Hip-hop violinist Lindsey Stirling overcomes anorexia, critics to find happiness, success
You don't have to conform to be accepted. The greatest value comes from loving yourself for who you are.
That's one message that Lindsey Stirling, international dancing rock-star violinist, wants to share with young people.
"The message I’ve tried to live my whole life is not feeling like you ever have to fit into any sort of box. The world will try and try to get you to conform," Stirling said during her recent stop in Salt Lake City. "Just remember that your value comes from loving yourself for who you are. First and foremost, we are children of God. Then it’s up to us to define who we are."
Take it from a woman who overcame outright rejection from experts in the music industry, along with an eating disorder. Today, the LDS returned missionary who attended BYU is sharing her unique talents all over the globe, has more than 140,000 Twitter followers, 871,000 likes on Facebook and more than 285 million views on her YouTube channel.
It all started with violin lessons.
As a young girl, Stirling used to attend free orchestra concerts in parks or community centers with her parents in the Los Angeles area. At home, classical music was played on an old record player. By age 6, she started begging for violin lessons.
After a year of pleading, her parents rented a violin from a college music student and paid the young woman to give their daughter a 15-minute lesson each week.
"My parents were like, 'It's a sacrifice for us to give you these lessons.' I mastered it because I knew that if I didn't practice, I'd get no more lessons," Stirling said. "No one else thought a child could learn from 15-minute lessons, but my mom said, 'It’s all I can afford.' So this one gal took me on and I’ve played almost every day since then."
About a decade later, Stirling had grown to love the violin but was burned out on classical music.

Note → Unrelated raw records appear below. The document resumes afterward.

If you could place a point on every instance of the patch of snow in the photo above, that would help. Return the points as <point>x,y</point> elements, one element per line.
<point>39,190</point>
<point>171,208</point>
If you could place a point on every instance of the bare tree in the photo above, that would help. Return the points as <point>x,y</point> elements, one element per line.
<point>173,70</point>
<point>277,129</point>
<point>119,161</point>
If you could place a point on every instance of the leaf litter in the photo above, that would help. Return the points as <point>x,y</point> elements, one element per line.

To energize herself, she joined a rock band and started experimenting with different styles of music. She started to mix the violin with dance elements and found it to be exhilarating. She began performing at talent competitions to earn money for college.

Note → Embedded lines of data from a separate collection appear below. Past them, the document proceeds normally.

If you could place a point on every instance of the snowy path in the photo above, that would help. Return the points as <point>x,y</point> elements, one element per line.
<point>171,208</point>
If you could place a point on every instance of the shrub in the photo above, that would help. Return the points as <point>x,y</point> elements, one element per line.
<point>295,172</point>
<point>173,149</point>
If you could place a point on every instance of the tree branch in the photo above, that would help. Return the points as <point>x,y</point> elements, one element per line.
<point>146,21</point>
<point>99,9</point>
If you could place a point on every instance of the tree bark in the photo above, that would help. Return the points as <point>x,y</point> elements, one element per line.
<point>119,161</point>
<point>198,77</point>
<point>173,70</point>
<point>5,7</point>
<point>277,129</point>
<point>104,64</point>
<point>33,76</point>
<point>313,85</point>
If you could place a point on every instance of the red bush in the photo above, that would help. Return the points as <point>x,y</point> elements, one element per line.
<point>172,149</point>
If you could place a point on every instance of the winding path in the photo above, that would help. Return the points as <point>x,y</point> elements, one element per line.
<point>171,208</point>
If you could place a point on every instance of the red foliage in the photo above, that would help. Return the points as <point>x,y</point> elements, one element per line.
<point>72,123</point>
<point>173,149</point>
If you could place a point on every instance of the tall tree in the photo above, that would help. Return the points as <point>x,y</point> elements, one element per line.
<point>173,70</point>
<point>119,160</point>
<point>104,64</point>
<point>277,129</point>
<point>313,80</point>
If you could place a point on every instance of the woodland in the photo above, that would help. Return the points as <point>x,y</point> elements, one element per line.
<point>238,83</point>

"It was a hit and miss. I thought this could be something new and cool. In the talent competitions I was very well received. People thought it was fun," Stirling said. "But it was also seen as a novelty act, a cute, funny little fluke."
In 2010, Stirling had the opportunity of a lifetime as she reached the quarterfinals of the show "America's Got Talent," where she performed in front of judges Sharon Osbourne, Piers Morgan, and Howie Mandel and a national audience of millions. The judges were not impressed by her performance.

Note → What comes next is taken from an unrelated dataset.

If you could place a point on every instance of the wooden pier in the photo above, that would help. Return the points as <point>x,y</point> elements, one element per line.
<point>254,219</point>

"There were times when it sounded OK, and there were times when it sounded to me like a bunch of rats were being strangled. Seriously, that bad," Morgan said.
Osbourne liked Stirling's unique talent and acknowledged a solid audition, but suggested she'd do better in a band.
"I don't feel like what you are doing now is enough to fill a theater in (Las) Vegas," Osbourne said.
Stirling listened patiently to their comments and went home. Despite their discouraging words, and despite the denials by record labels and talent agencies, she didn't give up.